Amrutanjan Health Care Ltd reported a lower net profit of ₹3.66 crore for the first quarter ended June 30, 2022 as against ₹12.06 crore for the corresponding quarter last year. Sales was down marginally to ₹78.66 crore (₹86.89 crore).

Advertisement and selling expenses was ₹9.89 crore (₹9.32 crore; employee benefit expenses were flat at ₹12 crore, but other expenses increased to ₹10.63 crore (₹8.28 crore), says a company statement to the Bombay Stock Exchange.

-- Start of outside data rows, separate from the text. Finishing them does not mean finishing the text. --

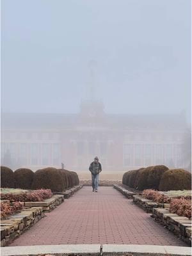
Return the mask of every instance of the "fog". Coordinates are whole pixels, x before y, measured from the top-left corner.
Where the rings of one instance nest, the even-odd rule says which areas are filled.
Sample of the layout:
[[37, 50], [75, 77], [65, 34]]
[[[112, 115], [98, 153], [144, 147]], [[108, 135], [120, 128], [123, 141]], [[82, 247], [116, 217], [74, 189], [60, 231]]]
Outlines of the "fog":
[[1, 164], [191, 171], [189, 0], [3, 0]]

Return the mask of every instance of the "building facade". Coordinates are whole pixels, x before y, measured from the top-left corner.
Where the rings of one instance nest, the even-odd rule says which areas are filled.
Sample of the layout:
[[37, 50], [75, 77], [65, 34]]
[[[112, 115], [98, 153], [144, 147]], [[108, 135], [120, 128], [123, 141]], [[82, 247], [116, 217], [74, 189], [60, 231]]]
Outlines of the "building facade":
[[86, 170], [97, 156], [106, 170], [186, 168], [188, 132], [182, 114], [109, 115], [97, 100], [82, 102], [77, 114], [3, 113], [1, 164]]

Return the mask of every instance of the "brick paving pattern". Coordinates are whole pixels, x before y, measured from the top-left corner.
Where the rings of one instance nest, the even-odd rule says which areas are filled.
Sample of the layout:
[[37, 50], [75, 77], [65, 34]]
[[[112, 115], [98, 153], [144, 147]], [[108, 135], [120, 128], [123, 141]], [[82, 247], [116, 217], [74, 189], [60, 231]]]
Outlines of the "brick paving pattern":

The company in an investor presentation to the exchange said, this quarter can be best described as a ‘perfect storm’ for reasons like slow down in consumer consumption; relatively high stock build up in channels; delays in supply chain from beverage plant upgrade (line imported from Taiwan was delayed) resulted in supply issues of Electro + to market and increase in material costs. All these resulted in revenue shortfall and lack of operating leverage.

However, the bright spots remain growth of comfy business and smaller MRP sku’s in balm which we continue to focus and build during these inflationary times, the company said.

In the OTC division, key raw material prices excluding menthol crystal are higher when compared to Q1 FY22; the prices of packing materials were higher when compared to Q1 FY22; advertisement spend for Q1 FY23 was at ₹5.20 crore against ₹4.28 crore for Q1 FY22; advertisement spend for Comfy was at ₹3.90 crore for Q1 FY23 against ₹3.31 crore for Q1 FY22.

In the beverage division, raw material and packing material prices are higher when compared to Q1 FY22 and advertisement spend is at ₹1.35 crore for Q1 FY23 against ₹1.77 crore for Q1FY22.

Business is continuing to be healthier with complete cash collected for Fruitnik, the company said.

The company said that it remained focussed on executing key priorities, including to expand distribution; go global; grow E-Commerce vertical and costs control.